There are also demands in some quarters that monuments to Winston Churchill should be removed as well - almost the ultimate heresy, given the official hagiographic history that we were brought up with from a very early age, plus the endless documentaries, TV shows and films venerating him. But his world outlook was unarguably racist, like most in ruling class circles of his time. For example, his infamous 1920 article, entitled ‘A struggle for the soul of the Jewish people’, essentially argues that there are good Jews like the Zionists and bad Jews like the Bolsheviks. But he blames Jews for the Russian Revolution, because the “majority of the leading figures” were Jewish, who were all part of “this worldwide conspiracy for the overthrow of civilisation”. Just as noteworthy were his remarks in 1937 about the indigenous peoples of Australia and North America. He did not admit wrong had been done to them, because “a stronger race” or “higher-grade race” had “come in and taken their place” - that is just the natural order of things.

On the other hand, there are black nationalist elements within BLM who venerate black queens and kings - constructing their own racially charged history. This approach can be found in the very bad book Black Athena by Martin Bernal, which eccentrically argued that Greek civilisation derived from an Egypt run by black Nubian pharaohs. Yet the fact of the matter is that, if you take the Trans-Atlantic slave trade, it had the American side, which supplied tobacco and sugar, and the African side, with various chiefs and local kings who were enthusiastic slave traders - whether their own people or those they captured. It is true that Britain had its own operations in that respect, but nonetheless there was a thriving African political economy in slaves.

While the first generation or two of labourers were white and came from the destitute and criminal classes, what developed was a system of black slavery in the West Indies and the southern American states, meaning that to be a slave was to be black and to be black was to be a slave. In that sense, BLM is right to make a connection between race and class.

There have been accusations of Pol Potist or Maoist-style Cultural Revolution politics made against those who want to get rid of statues - saying it is like banning the ‘bourgeois’ Beethoven or making traffic lights display red for ‘go’ in pursuit of a Year Zero programme to remove all traces of the previous socio-economic system. There might be a grain of truth here, but the fact of the matter is that most ‘remove the statue lists’ are in the dozens, not the hundreds. We in the CPGB certainly do not favour wiping out all traces of capitalist culture, whether it be music, painting, literature … or the built environment. But that is an extrapolation from where we are now.

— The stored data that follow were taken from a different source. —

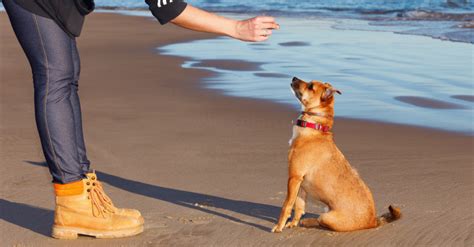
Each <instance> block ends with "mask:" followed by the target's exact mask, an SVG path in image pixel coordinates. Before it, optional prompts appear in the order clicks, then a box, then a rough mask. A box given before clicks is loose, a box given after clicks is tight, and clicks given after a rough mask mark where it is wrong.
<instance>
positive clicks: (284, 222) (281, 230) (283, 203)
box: [272, 176, 303, 232]
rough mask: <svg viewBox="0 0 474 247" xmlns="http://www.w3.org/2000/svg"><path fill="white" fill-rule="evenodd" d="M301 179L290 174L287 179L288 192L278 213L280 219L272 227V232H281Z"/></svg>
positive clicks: (301, 181) (289, 212) (297, 194)
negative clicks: (279, 212) (291, 175)
mask: <svg viewBox="0 0 474 247" xmlns="http://www.w3.org/2000/svg"><path fill="white" fill-rule="evenodd" d="M302 181H303V177H302V176H292V177H290V178H289V179H288V192H287V195H286V199H285V202H284V203H283V207H282V209H281V213H280V219H279V220H278V223H277V224H276V226H275V227H273V229H272V232H281V231H282V230H283V227H285V224H286V221H287V220H288V218H289V217H290V214H291V210H292V209H293V206H294V204H295V201H296V197H297V196H298V191H299V190H300V185H301V182H302Z"/></svg>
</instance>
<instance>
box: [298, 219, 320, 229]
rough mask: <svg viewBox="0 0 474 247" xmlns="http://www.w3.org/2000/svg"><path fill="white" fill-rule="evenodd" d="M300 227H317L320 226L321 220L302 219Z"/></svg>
mask: <svg viewBox="0 0 474 247" xmlns="http://www.w3.org/2000/svg"><path fill="white" fill-rule="evenodd" d="M300 225H301V226H302V227H315V226H318V225H319V220H318V219H316V218H314V219H313V218H310V219H302V220H301V223H300Z"/></svg>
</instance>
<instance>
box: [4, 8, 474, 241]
mask: <svg viewBox="0 0 474 247" xmlns="http://www.w3.org/2000/svg"><path fill="white" fill-rule="evenodd" d="M0 35H1V37H0V164H1V165H0V173H1V174H2V176H1V179H0V183H1V189H0V191H1V192H0V193H1V199H0V202H1V203H0V206H1V220H0V233H1V240H2V246H65V245H67V246H91V245H93V246H275V245H276V246H310V245H311V246H472V245H474V235H473V223H474V214H473V210H472V209H473V196H474V184H473V181H474V180H473V179H472V178H473V155H472V152H473V149H474V145H473V144H474V143H473V138H472V137H471V136H465V135H461V134H454V133H450V132H444V131H436V130H431V129H423V128H418V127H410V126H404V125H394V124H387V123H379V122H369V121H361V120H351V119H343V118H336V122H335V130H334V132H335V140H336V143H337V145H338V147H339V148H340V149H341V151H342V152H343V153H344V154H345V156H346V158H347V159H348V160H349V161H350V162H351V164H352V166H353V167H355V168H356V169H357V170H358V172H359V173H360V175H361V177H362V178H363V179H364V180H365V182H366V183H367V184H368V186H369V187H370V189H371V190H372V193H373V195H374V199H375V202H376V207H377V210H378V214H379V215H380V214H383V213H385V212H386V210H387V206H388V205H389V204H395V205H397V206H400V207H401V209H402V212H403V214H404V215H403V218H402V219H401V220H399V221H396V222H394V223H392V224H389V225H385V226H383V227H380V228H377V229H371V230H364V231H358V232H352V233H334V232H331V231H326V230H322V229H306V228H301V227H299V228H296V229H288V230H285V231H284V232H283V233H281V234H272V233H270V229H271V227H272V226H273V225H274V223H275V222H276V220H277V217H278V215H279V211H280V207H281V205H282V203H283V200H284V196H285V194H286V181H287V162H286V155H287V150H288V139H289V138H290V136H291V121H292V120H293V119H295V118H296V117H297V114H298V113H297V112H296V111H295V110H294V109H292V108H291V107H289V106H286V105H282V104H277V103H272V102H268V101H262V100H253V99H243V98H233V97H227V96H223V95H221V94H219V93H217V92H216V91H213V90H210V89H203V88H202V85H201V84H200V81H201V79H203V78H206V77H209V76H210V75H211V74H210V72H203V71H202V70H197V69H196V70H194V69H183V68H181V64H182V62H183V58H177V57H171V56H164V55H158V54H157V52H156V49H155V48H156V47H159V46H163V45H166V44H171V43H177V42H185V41H189V40H195V39H202V38H210V37H212V36H210V35H207V34H199V33H193V32H190V31H185V30H182V29H179V28H176V27H174V26H172V25H168V26H160V25H159V24H158V23H157V22H156V21H150V20H149V19H147V18H143V17H130V16H121V15H115V14H99V13H95V14H93V15H91V16H90V18H89V19H88V20H87V23H86V26H85V29H84V31H83V35H82V36H81V38H80V39H79V40H78V43H79V49H80V51H81V60H82V74H81V81H80V83H79V84H80V95H81V100H82V109H83V118H84V127H85V130H84V131H85V139H86V144H87V148H88V154H89V158H90V159H91V161H92V163H93V167H94V168H95V169H97V171H98V176H99V179H101V180H102V181H103V182H104V183H105V189H106V191H107V192H108V193H109V195H110V196H111V198H113V200H114V203H115V204H116V205H118V206H120V207H131V208H137V209H139V210H140V211H141V212H142V214H143V215H144V218H145V221H146V222H145V232H144V233H143V234H141V235H139V236H137V237H132V238H124V239H114V240H99V239H92V238H88V237H81V238H80V239H78V240H75V241H59V240H55V239H52V238H51V237H49V235H50V229H51V225H52V221H53V210H54V194H53V188H52V185H51V182H50V181H51V177H50V175H49V172H48V170H47V168H46V166H45V163H44V158H43V155H42V152H41V146H40V144H39V139H38V134H37V131H36V127H35V124H34V123H35V122H34V111H33V86H32V82H31V71H30V68H29V65H28V63H27V60H26V57H25V56H24V54H23V52H22V50H21V48H20V46H19V45H18V43H17V41H16V38H15V36H14V34H13V31H12V29H11V27H10V23H9V21H8V18H7V16H6V14H5V13H4V12H3V13H0ZM236 59H242V58H236ZM203 63H208V64H209V63H216V62H215V61H203ZM217 64H218V65H219V66H231V67H235V68H236V69H239V68H245V67H246V66H249V65H248V64H239V63H238V62H235V61H226V63H217ZM288 83H290V81H289V82H288ZM336 104H337V102H336ZM336 114H337V113H336ZM441 117H442V116H441ZM323 210H324V206H323V205H321V204H319V203H314V204H313V205H311V206H309V209H308V213H310V214H313V216H314V215H316V214H319V213H321V212H323ZM310 216H311V215H310Z"/></svg>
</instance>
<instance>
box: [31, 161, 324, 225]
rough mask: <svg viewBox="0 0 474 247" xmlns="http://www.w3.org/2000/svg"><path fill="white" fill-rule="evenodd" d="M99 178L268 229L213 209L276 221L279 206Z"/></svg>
mask: <svg viewBox="0 0 474 247" xmlns="http://www.w3.org/2000/svg"><path fill="white" fill-rule="evenodd" d="M25 162H26V163H29V164H32V165H37V166H44V167H47V165H46V163H45V162H34V161H25ZM96 173H97V175H98V177H99V179H100V180H101V181H103V182H105V183H107V184H109V185H111V186H114V187H116V188H120V189H122V190H125V191H128V192H131V193H134V194H138V195H142V196H147V197H150V198H153V199H157V200H161V201H165V202H168V203H172V204H175V205H178V206H182V207H186V208H190V209H194V210H198V211H201V212H204V213H208V214H212V215H216V216H219V217H222V218H225V219H228V220H231V221H234V222H237V223H242V224H246V225H249V226H253V227H255V228H258V229H260V230H264V231H270V230H271V228H269V227H265V226H262V225H259V224H255V223H253V222H248V221H245V220H244V219H239V218H237V217H236V216H232V215H229V214H226V213H223V212H218V211H216V210H215V209H223V210H227V211H232V212H234V213H238V214H242V215H247V216H250V217H253V218H257V219H260V220H264V221H268V222H270V223H272V224H273V223H276V221H277V220H278V218H277V217H278V216H279V214H280V210H281V208H280V207H277V206H273V205H268V204H262V203H255V202H248V201H240V200H233V199H228V198H223V197H218V196H212V195H206V194H202V193H197V192H189V191H184V190H178V189H172V188H166V187H162V186H158V185H152V184H147V183H143V182H139V181H134V180H130V179H126V178H122V177H118V176H115V175H112V174H109V173H105V172H99V171H96ZM305 217H317V215H314V214H309V213H308V214H305Z"/></svg>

Certainly, if it is legitimate to put statues up, then it is legitimate to pull them down. Monuments and effigies are put up for reasons of ideology - no more, no less. Which is precisely why the current statue wars are so healthy: they are questioning not only the past, but today’s ruling-class ideology.

We normally walk past statues without a second thought, regarding them as everyday parts of the urban furniture. But now a new awareness has developed, as shown by the daubing of Churchill’s statue with “He was a racist” - yes, he was! Walk around Parliament Square and look at this and then that statue - and ask who they were and why they are here.